Lui le sorride: “Solo
tu e Diego mi chiamate Michi”.
“Ed è di Diego che mi
vuoi parlare vero?” Valentina tocca col suo il bicchiere di Michele: “alla
faccia di chi non ci vuole bene! E’ così che brindiamo io e lui”.
Bevono poi Michele
attacca: “No sai? Non è tanto di Diego che voglio parlarti, quando di me. Io
non ci capisco più tanto Vale. Non capisco cosa sono, cosa posso fare, cosa non
devo fare. Mi metto nelle tue mani, dimmi qualcosa che mi faccia stare bene, e
così spero di far stare bene anche Diego”.
Valentina gli prende il
volto fra le mani e lo bacia sulla fronte: “Sei un bravo ragazzo Michele, come
pensavo. Mi piace come ti preoccupi per Diego. Ma cosa posso dirti? Hai paura?
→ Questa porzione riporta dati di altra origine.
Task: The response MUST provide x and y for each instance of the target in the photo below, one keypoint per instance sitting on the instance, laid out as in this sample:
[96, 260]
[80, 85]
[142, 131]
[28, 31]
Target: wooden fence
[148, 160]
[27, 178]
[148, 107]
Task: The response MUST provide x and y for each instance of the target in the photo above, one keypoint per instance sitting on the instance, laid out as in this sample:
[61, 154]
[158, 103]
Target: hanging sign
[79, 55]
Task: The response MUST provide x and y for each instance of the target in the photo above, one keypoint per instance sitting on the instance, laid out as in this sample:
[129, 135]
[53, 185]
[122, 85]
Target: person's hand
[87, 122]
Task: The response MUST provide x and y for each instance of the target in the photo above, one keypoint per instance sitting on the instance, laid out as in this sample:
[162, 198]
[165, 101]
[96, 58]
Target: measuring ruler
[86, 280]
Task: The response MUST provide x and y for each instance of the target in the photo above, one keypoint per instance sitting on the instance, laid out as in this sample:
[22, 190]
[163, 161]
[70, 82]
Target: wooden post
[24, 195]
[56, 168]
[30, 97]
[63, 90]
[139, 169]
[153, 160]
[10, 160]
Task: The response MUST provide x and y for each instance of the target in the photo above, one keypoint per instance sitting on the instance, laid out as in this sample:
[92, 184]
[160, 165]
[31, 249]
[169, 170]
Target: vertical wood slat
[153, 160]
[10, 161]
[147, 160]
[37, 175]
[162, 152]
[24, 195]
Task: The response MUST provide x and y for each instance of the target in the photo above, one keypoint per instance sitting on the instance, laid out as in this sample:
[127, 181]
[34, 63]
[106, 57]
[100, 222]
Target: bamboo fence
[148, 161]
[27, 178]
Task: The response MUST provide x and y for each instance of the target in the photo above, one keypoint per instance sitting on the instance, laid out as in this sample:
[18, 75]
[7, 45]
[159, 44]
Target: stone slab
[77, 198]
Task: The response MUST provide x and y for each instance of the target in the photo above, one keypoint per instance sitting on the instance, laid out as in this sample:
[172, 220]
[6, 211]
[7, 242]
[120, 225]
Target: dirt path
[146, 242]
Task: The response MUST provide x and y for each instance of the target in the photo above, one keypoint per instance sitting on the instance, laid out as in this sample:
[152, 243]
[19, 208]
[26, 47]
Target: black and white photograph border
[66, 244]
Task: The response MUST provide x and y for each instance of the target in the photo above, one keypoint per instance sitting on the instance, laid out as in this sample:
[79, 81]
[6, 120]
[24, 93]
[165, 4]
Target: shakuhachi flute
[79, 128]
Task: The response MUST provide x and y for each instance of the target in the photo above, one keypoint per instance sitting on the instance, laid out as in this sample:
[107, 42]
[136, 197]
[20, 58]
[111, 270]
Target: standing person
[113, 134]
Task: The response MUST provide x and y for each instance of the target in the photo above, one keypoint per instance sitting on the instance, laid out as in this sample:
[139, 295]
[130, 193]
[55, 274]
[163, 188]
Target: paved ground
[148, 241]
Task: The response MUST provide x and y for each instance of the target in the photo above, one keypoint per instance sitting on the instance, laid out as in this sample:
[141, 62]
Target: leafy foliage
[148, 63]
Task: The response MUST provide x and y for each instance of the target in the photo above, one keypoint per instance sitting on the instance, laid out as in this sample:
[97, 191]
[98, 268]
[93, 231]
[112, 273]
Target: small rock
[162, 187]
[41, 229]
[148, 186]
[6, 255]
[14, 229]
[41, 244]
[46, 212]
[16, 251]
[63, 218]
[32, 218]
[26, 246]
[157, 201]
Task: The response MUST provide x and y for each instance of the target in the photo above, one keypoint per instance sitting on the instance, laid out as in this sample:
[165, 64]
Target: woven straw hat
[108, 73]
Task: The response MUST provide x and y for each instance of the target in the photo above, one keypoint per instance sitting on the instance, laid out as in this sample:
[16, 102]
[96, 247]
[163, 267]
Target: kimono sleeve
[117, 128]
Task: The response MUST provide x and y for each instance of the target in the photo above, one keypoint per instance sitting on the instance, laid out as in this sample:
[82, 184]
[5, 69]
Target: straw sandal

Ma non abbiamo tutti paura quando ci imbarchiamo in un rapporto nuovo?”
“Sì Vale, ma questo è
anche troppo nuovo per me! Diego è gay, per lui è normale innamorarsi di un
uomo, ma io finora pensavo di essere un comunissimo, banale etero. Ho una
ragazza, o meglio avevo una ragazza a Bari, l’ho lasciata quando sono venuto
quassù, anzi lei dice che vuol venire per parlarne, ma spero che non lo faccia
davvero. Mi ci mancherebbe solo lei ora!”.
Valentina gli prende
una mano e la accarezza mentre lui fissa il suo bicchiere.
“Michi nessuno può
dirti che andrà tutto bene, o che durerà per sempre. Cosa senti per Diego? E’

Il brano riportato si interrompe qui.